# Cafe Genie, New User



## froggystyle

Afternoon all!

I will be purchasing a gene cafe tomorrow, then some cheaper beans to have a play around with next week.

I guess having no roasting experience it would be helpful to have some tips, guides, ect...

Has anyone compliled anything like this thats available on here/web?

Thanks guys!

Dave


----------



## 4085

Try this

https://creator.zoho.com/davec_coffeetime/coffeetime-shared-roasting-log/#View:Roast_Log_Information_List_View_detailed


----------



## The Systemic Kid

Yep.

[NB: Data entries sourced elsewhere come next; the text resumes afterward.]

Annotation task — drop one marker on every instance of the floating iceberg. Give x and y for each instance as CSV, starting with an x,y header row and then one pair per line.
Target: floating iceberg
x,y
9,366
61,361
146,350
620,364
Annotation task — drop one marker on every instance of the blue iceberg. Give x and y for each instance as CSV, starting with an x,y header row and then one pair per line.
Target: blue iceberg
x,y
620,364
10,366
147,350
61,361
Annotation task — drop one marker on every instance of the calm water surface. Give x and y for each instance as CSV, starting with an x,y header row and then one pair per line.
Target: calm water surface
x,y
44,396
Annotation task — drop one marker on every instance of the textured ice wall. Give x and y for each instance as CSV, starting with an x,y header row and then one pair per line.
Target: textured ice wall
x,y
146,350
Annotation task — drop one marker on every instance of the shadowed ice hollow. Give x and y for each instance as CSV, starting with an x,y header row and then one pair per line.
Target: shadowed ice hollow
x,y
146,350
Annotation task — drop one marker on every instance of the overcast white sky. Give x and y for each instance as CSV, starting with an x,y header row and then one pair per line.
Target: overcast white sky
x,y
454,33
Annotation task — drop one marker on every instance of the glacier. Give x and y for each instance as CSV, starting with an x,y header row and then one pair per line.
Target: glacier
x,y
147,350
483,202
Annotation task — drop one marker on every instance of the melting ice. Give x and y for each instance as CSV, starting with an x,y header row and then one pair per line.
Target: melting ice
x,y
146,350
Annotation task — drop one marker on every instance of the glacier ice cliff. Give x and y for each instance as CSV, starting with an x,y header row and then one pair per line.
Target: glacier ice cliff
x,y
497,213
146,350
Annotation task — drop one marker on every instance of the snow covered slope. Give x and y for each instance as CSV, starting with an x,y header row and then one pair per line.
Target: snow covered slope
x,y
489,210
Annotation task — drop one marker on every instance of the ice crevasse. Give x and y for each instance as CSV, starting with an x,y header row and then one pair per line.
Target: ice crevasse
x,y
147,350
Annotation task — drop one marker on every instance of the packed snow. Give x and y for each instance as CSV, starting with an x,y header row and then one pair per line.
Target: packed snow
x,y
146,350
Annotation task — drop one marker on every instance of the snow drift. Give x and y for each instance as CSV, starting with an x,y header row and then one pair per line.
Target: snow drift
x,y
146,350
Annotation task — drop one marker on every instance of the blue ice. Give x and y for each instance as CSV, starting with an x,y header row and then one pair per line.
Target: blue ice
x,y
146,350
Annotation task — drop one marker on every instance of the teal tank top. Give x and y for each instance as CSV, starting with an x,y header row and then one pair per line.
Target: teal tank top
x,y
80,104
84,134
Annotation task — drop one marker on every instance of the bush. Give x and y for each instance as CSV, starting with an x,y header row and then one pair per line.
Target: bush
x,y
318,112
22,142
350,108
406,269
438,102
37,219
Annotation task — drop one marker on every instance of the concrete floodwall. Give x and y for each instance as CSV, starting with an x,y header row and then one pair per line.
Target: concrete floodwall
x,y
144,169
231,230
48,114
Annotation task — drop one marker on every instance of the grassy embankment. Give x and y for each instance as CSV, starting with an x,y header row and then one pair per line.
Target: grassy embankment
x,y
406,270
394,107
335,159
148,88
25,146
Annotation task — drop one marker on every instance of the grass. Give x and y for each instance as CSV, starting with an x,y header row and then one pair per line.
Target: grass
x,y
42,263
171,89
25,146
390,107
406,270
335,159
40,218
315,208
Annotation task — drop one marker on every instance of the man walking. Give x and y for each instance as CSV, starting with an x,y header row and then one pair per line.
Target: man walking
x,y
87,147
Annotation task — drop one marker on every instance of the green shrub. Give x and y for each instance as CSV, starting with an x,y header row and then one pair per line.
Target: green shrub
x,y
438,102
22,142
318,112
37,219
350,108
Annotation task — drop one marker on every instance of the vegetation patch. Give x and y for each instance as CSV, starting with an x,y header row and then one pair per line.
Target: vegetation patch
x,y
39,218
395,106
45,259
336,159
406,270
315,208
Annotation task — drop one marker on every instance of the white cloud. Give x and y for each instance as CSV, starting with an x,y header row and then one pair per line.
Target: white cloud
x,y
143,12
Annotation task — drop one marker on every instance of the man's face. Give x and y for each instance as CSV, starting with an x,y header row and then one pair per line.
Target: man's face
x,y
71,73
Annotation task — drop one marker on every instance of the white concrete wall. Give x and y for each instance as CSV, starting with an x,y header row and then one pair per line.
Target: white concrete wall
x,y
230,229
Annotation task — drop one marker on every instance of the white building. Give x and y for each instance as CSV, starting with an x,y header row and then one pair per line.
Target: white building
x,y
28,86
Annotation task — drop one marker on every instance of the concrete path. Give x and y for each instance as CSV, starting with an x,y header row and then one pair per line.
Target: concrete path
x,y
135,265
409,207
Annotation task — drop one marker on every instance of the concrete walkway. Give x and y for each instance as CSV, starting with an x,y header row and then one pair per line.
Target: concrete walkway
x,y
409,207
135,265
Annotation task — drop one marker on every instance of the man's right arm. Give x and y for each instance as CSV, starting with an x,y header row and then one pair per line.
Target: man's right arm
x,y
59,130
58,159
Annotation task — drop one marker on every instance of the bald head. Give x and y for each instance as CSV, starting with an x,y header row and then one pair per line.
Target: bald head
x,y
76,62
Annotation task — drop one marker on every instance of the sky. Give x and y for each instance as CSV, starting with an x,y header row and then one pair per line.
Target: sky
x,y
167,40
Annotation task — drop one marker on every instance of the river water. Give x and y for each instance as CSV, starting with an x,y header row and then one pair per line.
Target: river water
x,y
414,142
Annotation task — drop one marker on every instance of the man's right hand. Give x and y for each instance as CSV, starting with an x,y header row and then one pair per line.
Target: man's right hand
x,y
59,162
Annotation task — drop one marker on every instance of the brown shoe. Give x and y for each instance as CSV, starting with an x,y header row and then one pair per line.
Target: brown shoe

Second that - the database is a really useful for specific bean roasting advice.


----------



## froggystyle

err which database is that?

I did find this site...

https://creator.zoho.com/davec_coffeetime/coffeetime-shared-roasting-log/#View:Roast_Log_Information_List_View_basic


----------



## The Systemic Kid

froggystyle said:


> err which database is that?
> 
> I did find this site...
> 
> https://creator.zoho.com/davec_coffeetime/coffeetime-shared-roasting-log/#View:Roast_Log_Information_List_View_basic


Same one. You can use filters to sort by bean variety, roast temp, type of roaster, etc. Click on the yellow bar across the top to set filter(s).


----------



## froggystyle

Nice one!

Also looking for advice on grinders, but i guess i should post that in the grinder section!


----------



## The Systemic Kid

Not a bad idea - what are you looking for?


----------



## GS11

If you are buying your gene from BB you will get their guide with it which is very good. Also do a search on the coffeetime wikidot which has some really useful information.

Note: Gene cafe performance can vary between machines and also your homes voltage, therefore use other peoples roast times only as a rough guide.....can be a couple of minutes out in some cases!

Enjoy your Genie.... Roasting your own beans is great fun


----------



## ronsil

The best way to learn to roast on the Gene is initially to use the BB suggestions. When you have had a go at it put your experiences & results on here.

On this Forum are many of the authors of that DB to where you were directed.

Once we see your initial result we would be very pleased to assist further.

My advice would be to get the 'feel' of the Machine & become confident in what it can do.

Home roasting gives great enjoyment & with practice can produce beans more than equal to many commercial roasters. Why not buy some green beans & some of the same variety ready roasted. It will give you a target at which to aim.

Enjoy your coffee.


----------



## iroko

Good luck with your roasting, be careful near the end of the roast as things happen very quickly and you can go to dark with with the beans, and you

don't wont to bin your roast.


----------



## froggystyle

Cheers everyone, i think the way is as mentioned by Ron, buy some green and roasted same beans from Rave and see how close i can get them.


----------



## froggystyle

And the machine has been ordered, cant wait!!


----------



## froggystyle

And some beans from rave!


----------



## GS11

froggystyle said:


> And some beans from rave!


Congrats on your new gene. What beans did you go for?


----------



## froggystyle

Went for 950g of green gisuma red bourban and 250g of same beans roasted so i can compare my skills!

Plus 950g of green jagong village to play with.

Fingers crossed i dont burn all of them...


----------



## GS11

froggystyle said:


> Went for 950g of green gisuma red bourban and 250g of same beans roasted so i can compare my skills!
> 
> Plus 950g of green jagong village to play with.
> 
> Fingers crossed i dont burn all of them...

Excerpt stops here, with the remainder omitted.